We are due to have lunch in his office – his assistants tell me he doesn’t have time to meet in a restaurant. I have also been warned that he will have already eaten something and won’t be having much because he wants to devote his time to answering questions rather than eating, which might make this encounter an unusual take on Lunch with the FT.
His office is smaller than I expected but packed with Disney and Pixar paraphernalia. There are sketches on the wall from Susie the Little Blue Coupe, an animated short film from 1952, as well as a framed drawing from Dumbo (1941), Lasseter’s favourite Disney film. There are plates laid out with sandwiches and a bottle of red wine.

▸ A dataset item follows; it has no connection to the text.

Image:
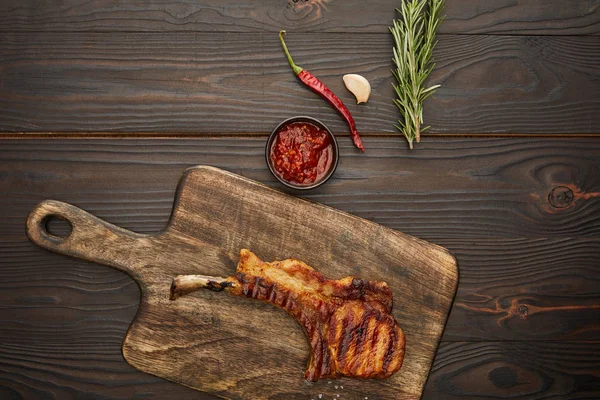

The bottle lifts the spirits. US executives are usually characterised by their abstemiousness, which makes for practical but rather dull lunches. “I don’t know if you drink wine,” says Lasseter after greeting me. “But my wife and I have a winery so I thought we’d open one of our bottles.”
He is known for his loud Hawaiian shirts and does not disappoint today, although the shirt is comparatively sombre. He is wearing a wristwatch released to promote the Pixar movie Cars (2006).
As he pours the wine, a Saint Emilion blend with a label bearing the Lasseter name, he explains how he and his wife Nancy began making wine. After he was fired from Disney, they moved to northern California. Nancy worked at Apple as a computer graphics engineer and he went to work for George Lucas’s Lucasfilm group, where he joined the division that would evolve into Pixar. “I was commuting north and Nancy commuted south and we started having babies.” The couple eventually had five sons. “We had so many babies that she decided to retire.”
The Lasseters often visited friends in Sonoma County, one of northern California’s finest winemaking regions. They liked it so much they moved there. “The woman who was cleaning our house was heading off one day to pick wine. Nancy went with her and came back splattered and covered in red wine.” He mimics his wife, breathless with passion. “She said: ‘We made wine! Make love to me!’” That started a hobby, which quickly became something more: the family bought vineyards in Glen Ellen in Sonoma County and now bottles and sells its own-label wine.